The bar radical, 㦮, as seen in kanji like 残 and 浅, has the mnemonic “There are two drunkards here. That makes this radical a bar. Where else are you gonna drink?”
I assumed this was somehow referring to the fact that it’s the drunkard radical (戈) with a couple of added strokes, but, reading through the Wikipedia article on Shinjitai, I just found out that it used to be written differently: 戔. In this form, the mnemonic makes much more sense: It’s simply the drunkard radical, twice!
So that makes me wonder, does the mnemonic refer to the Kyūjitai way of writing this radical?
It seems like the underlying cause of this shouldn’t be an encoding issue, since the radical is an image in Wanikani rather than a Unicode character, but who knows.
I don’t know if this is of interest, but the drunkard radical (戈) is actually a kanji in itself that refers to an Ancient Chinese weapon that was often used as a symbol of conflict and war, and which looks like this:
(The text is in Chinese, so don’t worry if you can’t read it. The Chinese pronunciation is indicated in pinyin. The Japanese pronunciation is か.)

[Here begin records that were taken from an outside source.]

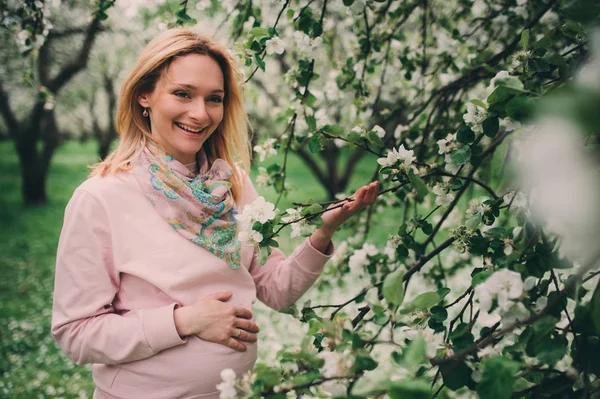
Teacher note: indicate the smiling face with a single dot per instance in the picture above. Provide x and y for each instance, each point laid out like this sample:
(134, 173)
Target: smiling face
(186, 105)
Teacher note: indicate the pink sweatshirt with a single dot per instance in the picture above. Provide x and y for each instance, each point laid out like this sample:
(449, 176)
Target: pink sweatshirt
(120, 272)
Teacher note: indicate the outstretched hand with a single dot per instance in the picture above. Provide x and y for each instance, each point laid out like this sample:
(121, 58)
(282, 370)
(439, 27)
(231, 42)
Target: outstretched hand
(334, 218)
(364, 196)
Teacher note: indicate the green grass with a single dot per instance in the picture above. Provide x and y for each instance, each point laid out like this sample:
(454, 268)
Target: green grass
(31, 364)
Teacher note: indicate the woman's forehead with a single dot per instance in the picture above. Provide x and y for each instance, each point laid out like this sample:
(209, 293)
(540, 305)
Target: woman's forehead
(195, 71)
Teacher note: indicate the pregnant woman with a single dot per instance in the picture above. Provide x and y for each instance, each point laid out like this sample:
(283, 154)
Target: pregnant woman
(152, 283)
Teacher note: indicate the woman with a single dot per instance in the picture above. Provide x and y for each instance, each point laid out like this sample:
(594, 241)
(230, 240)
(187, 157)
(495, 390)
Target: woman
(152, 284)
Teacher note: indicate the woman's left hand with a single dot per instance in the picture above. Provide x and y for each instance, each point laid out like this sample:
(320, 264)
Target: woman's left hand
(334, 218)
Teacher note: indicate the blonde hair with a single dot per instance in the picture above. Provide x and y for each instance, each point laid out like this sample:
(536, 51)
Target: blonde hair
(229, 142)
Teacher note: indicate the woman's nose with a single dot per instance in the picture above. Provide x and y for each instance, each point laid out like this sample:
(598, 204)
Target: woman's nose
(197, 111)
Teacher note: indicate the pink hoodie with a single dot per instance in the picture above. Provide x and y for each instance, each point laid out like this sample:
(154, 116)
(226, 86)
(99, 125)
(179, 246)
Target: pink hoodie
(121, 270)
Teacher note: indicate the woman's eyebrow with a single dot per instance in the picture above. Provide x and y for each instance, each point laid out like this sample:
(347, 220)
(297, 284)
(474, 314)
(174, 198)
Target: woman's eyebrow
(192, 87)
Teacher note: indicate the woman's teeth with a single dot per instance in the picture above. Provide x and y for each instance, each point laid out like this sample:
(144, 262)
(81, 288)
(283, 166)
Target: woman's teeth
(188, 128)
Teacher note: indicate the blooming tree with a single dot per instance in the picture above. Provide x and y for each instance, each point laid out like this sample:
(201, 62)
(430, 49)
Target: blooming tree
(472, 294)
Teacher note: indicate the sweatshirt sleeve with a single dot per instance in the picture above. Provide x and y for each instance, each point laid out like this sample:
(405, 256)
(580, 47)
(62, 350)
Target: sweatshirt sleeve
(84, 322)
(281, 281)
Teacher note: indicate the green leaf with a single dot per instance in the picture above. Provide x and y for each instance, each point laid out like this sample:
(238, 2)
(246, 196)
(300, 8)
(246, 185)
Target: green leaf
(595, 310)
(498, 378)
(259, 61)
(263, 254)
(410, 389)
(423, 301)
(362, 363)
(374, 139)
(417, 183)
(415, 354)
(312, 209)
(461, 155)
(479, 103)
(465, 135)
(439, 313)
(545, 344)
(455, 375)
(496, 232)
(314, 144)
(525, 39)
(511, 82)
(393, 287)
(480, 278)
(491, 126)
(442, 292)
(353, 137)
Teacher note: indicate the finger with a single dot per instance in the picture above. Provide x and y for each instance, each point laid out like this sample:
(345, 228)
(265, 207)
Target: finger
(246, 325)
(235, 344)
(242, 335)
(222, 296)
(359, 197)
(242, 312)
(373, 192)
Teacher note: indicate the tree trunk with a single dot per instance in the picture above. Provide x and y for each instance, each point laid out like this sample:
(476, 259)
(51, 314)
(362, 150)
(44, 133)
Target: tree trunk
(33, 188)
(35, 164)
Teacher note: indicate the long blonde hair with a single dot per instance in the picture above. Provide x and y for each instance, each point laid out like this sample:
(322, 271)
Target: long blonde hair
(229, 142)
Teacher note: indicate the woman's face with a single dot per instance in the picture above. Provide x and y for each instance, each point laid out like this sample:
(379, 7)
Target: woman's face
(186, 106)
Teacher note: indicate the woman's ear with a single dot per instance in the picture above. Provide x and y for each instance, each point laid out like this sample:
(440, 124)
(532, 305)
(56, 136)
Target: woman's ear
(143, 101)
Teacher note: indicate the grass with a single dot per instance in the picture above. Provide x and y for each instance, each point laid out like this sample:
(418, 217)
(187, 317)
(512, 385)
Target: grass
(31, 364)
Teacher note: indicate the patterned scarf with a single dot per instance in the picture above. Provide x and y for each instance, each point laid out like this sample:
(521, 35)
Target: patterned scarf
(199, 207)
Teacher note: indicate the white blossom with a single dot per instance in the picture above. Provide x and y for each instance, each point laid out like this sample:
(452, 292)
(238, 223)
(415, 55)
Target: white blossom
(444, 196)
(275, 45)
(433, 340)
(336, 364)
(529, 283)
(504, 285)
(541, 303)
(401, 157)
(300, 228)
(399, 130)
(268, 148)
(445, 145)
(258, 211)
(475, 117)
(263, 179)
(379, 131)
(514, 313)
(519, 201)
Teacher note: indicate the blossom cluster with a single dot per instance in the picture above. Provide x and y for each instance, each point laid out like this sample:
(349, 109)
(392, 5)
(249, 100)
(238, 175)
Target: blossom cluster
(400, 160)
(268, 148)
(258, 211)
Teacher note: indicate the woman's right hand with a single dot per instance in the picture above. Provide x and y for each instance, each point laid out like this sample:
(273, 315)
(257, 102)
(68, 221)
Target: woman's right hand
(213, 320)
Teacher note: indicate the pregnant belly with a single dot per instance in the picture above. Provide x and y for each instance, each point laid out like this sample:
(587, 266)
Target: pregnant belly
(191, 370)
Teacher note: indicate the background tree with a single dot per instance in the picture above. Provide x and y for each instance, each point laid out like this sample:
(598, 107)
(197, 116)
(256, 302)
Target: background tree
(35, 132)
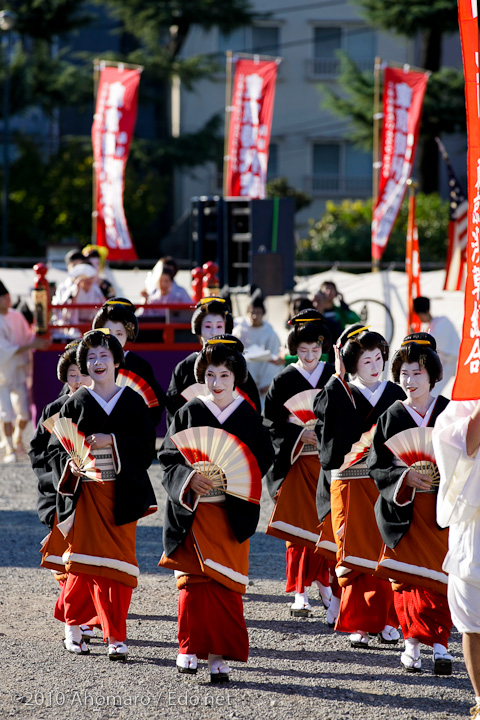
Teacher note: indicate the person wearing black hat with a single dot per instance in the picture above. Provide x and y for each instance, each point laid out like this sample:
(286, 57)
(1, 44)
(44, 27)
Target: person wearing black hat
(16, 339)
(406, 508)
(292, 481)
(211, 317)
(346, 494)
(213, 577)
(261, 342)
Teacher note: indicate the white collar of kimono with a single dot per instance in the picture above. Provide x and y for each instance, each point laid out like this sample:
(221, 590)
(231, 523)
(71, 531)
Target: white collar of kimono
(313, 377)
(421, 421)
(107, 406)
(224, 414)
(373, 396)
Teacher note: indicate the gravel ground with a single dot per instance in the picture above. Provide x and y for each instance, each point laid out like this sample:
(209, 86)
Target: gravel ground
(297, 668)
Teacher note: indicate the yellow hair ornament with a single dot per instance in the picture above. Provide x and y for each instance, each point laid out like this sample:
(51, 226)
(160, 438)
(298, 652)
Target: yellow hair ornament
(214, 341)
(204, 301)
(355, 332)
(120, 302)
(418, 342)
(106, 331)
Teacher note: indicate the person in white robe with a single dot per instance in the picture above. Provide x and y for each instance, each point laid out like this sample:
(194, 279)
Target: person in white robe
(456, 439)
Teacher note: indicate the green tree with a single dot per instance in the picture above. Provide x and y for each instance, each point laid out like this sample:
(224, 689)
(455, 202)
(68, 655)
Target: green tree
(344, 231)
(444, 108)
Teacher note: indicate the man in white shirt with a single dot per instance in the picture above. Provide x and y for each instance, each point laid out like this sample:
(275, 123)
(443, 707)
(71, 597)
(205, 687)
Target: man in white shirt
(16, 340)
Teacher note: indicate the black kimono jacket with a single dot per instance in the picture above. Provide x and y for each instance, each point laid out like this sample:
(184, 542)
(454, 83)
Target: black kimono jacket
(393, 520)
(183, 377)
(141, 367)
(39, 458)
(246, 424)
(132, 426)
(340, 424)
(284, 434)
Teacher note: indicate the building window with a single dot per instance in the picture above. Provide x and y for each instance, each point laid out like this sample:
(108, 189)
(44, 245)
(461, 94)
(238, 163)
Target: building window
(340, 169)
(358, 41)
(255, 40)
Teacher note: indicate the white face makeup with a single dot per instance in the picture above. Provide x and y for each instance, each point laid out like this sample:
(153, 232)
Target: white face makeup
(212, 325)
(75, 379)
(220, 382)
(100, 365)
(370, 366)
(117, 329)
(309, 355)
(414, 381)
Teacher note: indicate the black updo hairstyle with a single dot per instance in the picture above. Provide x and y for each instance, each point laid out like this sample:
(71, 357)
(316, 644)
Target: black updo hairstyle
(211, 306)
(308, 326)
(67, 358)
(118, 310)
(421, 348)
(355, 340)
(97, 338)
(222, 350)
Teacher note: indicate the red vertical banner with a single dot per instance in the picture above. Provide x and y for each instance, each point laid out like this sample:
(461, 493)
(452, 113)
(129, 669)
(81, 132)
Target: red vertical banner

Kinda looks like the kanji, no? Especially with such a long horizontal bit? You might argue that that makes the word ‘drunkard’ a subpar mnemonic, since a photo like this one from Wikipedia would make things so much more vivid:
(Only the first two on the left are 戈.)
However, well, it’s a mnemonic. Don’t worry too much about it. If it doesn’t work for you, throw it out and find something else. All that matters, ultimately, is that you remember the kanji.
I think that is intentional, since you remember it better if you are frustrated, angry or amused by the thought that this symbol should resemble X. Or that it is impossible to memorize such a strange description.
Usually the easiest to memorize, since you had an emotional reaction to it.